In the second half of the year as a whole, the EU will have received over 800 million doses, according to Breton.
READ ALSO: Europe’s slow vaccine rollout is ‘prolonging the pandemic’ as infections surge
The note of optimism came after several European countries have reimposed restrictions in an attempt to halt soaring Covid case numbers, and the World Health Organisation slammed Europe’s vaccine rollout as “unacceptably slow” on Thursday, saying that it was prolonging the pandemic.
“Vaccines present our best way out of the pandemic…However, the rollout of these vaccines is unacceptably slow,” WHO director for Europe Hans Kluge said in a statement.
So far, only about 10 percent of the region’s total population have received one vaccine dose, and four percent have completed a full vaccine series, the organisation said.
The WHO’s European region comprises 53 countries and territories and includes Russia and several Central Asian nations.

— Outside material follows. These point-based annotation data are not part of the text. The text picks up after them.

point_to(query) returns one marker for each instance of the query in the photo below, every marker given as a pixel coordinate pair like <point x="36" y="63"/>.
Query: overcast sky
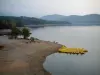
<point x="38" y="8"/>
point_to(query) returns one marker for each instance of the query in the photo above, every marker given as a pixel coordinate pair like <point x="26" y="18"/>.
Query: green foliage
<point x="32" y="38"/>
<point x="26" y="33"/>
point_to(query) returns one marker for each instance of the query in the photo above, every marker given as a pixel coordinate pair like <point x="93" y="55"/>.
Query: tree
<point x="25" y="32"/>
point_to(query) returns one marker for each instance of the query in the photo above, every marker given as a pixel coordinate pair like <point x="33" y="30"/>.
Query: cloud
<point x="43" y="7"/>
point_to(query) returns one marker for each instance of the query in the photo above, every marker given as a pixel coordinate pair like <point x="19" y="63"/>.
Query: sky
<point x="38" y="8"/>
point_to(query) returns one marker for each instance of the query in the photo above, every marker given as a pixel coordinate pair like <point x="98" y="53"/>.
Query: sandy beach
<point x="22" y="58"/>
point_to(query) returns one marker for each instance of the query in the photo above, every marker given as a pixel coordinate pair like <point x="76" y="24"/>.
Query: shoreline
<point x="21" y="58"/>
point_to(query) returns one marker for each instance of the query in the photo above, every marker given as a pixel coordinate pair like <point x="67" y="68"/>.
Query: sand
<point x="22" y="58"/>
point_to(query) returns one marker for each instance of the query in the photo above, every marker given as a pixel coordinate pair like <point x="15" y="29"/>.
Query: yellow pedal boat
<point x="64" y="49"/>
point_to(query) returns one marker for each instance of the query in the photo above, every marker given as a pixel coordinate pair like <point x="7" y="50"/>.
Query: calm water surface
<point x="79" y="36"/>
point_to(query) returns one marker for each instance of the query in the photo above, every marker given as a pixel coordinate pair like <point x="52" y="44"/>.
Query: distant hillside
<point x="7" y="21"/>
<point x="92" y="19"/>
<point x="54" y="17"/>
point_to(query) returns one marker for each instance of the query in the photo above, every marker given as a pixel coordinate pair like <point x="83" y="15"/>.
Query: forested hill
<point x="7" y="21"/>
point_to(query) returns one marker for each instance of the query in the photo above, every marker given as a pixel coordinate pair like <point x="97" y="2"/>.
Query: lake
<point x="87" y="37"/>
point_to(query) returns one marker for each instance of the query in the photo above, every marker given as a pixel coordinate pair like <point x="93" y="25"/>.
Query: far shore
<point x="20" y="57"/>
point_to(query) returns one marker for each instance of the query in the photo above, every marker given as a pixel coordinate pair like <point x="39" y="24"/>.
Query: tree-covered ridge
<point x="8" y="21"/>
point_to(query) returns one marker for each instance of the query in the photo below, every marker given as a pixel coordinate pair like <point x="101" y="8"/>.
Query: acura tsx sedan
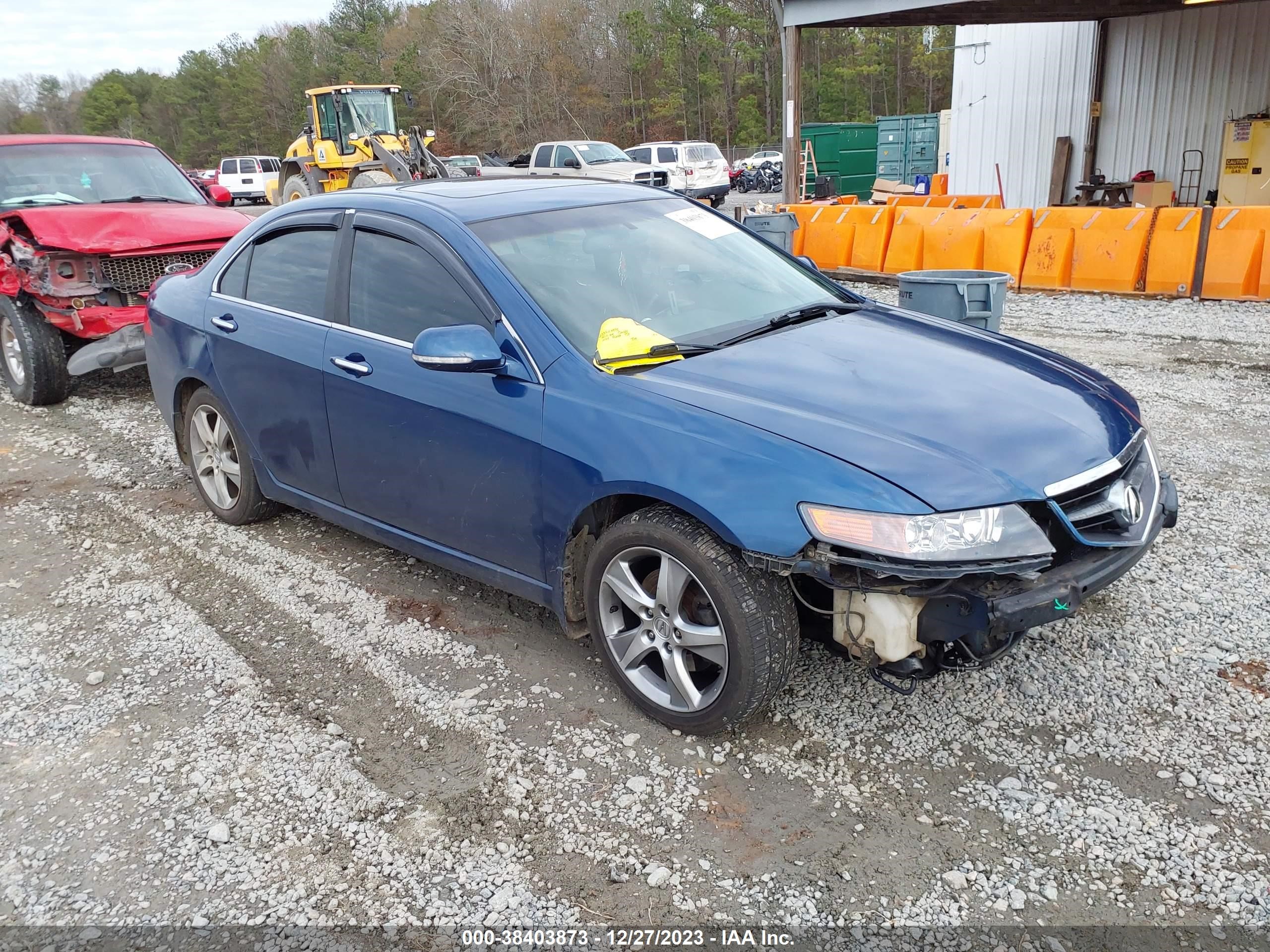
<point x="624" y="407"/>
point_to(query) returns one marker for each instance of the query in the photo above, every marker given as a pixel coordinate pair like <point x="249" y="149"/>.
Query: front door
<point x="450" y="457"/>
<point x="267" y="323"/>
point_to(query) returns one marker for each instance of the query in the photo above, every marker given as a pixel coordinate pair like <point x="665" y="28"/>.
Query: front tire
<point x="220" y="464"/>
<point x="32" y="356"/>
<point x="694" y="636"/>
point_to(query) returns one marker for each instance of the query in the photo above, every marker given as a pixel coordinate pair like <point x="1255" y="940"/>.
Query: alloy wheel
<point x="215" y="457"/>
<point x="662" y="630"/>
<point x="12" y="350"/>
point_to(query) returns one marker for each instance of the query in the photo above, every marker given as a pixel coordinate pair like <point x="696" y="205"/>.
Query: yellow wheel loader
<point x="352" y="141"/>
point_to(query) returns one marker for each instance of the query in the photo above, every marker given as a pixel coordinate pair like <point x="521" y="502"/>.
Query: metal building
<point x="1169" y="83"/>
<point x="1135" y="83"/>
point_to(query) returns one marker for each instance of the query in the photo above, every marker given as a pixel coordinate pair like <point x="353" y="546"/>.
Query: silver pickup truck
<point x="596" y="160"/>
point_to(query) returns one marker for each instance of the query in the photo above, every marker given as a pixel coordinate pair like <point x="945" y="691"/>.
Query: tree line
<point x="505" y="74"/>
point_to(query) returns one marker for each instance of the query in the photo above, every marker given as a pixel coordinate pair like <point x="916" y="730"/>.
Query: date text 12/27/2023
<point x="627" y="939"/>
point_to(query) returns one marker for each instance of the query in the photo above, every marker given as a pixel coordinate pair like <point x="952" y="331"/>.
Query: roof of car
<point x="475" y="198"/>
<point x="50" y="139"/>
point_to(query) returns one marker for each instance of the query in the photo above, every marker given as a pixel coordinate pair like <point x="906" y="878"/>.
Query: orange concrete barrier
<point x="943" y="201"/>
<point x="908" y="239"/>
<point x="991" y="239"/>
<point x="804" y="212"/>
<point x="849" y="237"/>
<point x="1087" y="249"/>
<point x="1237" y="266"/>
<point x="1171" y="255"/>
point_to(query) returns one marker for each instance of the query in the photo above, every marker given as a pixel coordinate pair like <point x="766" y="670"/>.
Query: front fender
<point x="604" y="436"/>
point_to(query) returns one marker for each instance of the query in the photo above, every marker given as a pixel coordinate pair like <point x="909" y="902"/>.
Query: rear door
<point x="266" y="327"/>
<point x="706" y="164"/>
<point x="447" y="457"/>
<point x="564" y="154"/>
<point x="229" y="176"/>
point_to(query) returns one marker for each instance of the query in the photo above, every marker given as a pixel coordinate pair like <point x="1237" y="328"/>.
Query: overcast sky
<point x="93" y="36"/>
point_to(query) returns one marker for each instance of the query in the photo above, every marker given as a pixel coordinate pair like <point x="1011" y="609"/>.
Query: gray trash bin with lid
<point x="778" y="228"/>
<point x="967" y="296"/>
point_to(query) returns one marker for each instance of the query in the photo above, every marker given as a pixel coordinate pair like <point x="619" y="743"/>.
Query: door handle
<point x="359" y="368"/>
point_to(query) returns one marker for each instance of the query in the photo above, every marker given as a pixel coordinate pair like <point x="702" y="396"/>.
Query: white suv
<point x="697" y="169"/>
<point x="244" y="176"/>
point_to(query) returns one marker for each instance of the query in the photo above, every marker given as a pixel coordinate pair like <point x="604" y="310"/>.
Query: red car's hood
<point x="110" y="229"/>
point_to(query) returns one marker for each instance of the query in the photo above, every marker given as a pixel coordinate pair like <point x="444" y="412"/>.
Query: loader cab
<point x="347" y="114"/>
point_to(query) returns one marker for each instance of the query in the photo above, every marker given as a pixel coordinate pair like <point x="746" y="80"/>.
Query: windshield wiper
<point x="795" y="316"/>
<point x="663" y="351"/>
<point x="146" y="198"/>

But when it comes to the EU’s slow vaccine rollout, Breton blamed the AstraZeneca laboratory.
“If we had received 100 percent of the AstraZeneca vaccines we were contractually owed, today the EU would be at the same level as the UK in terms of vaccination,” he said. “I can confirm that this hole is due entirely to AstraZeneca’s delivery failures.”
READ ALSO: Questions about possible AstraZeneca jab side-effects linger
On Monday, Johnson & Johnson said it would start delivering its single-shot Covid vaccine to Europe on April 19th, giving the continent a boost in its vaccination drive.
The EU has signed a firm order for 200 million J&J doses and an option for 200 million more.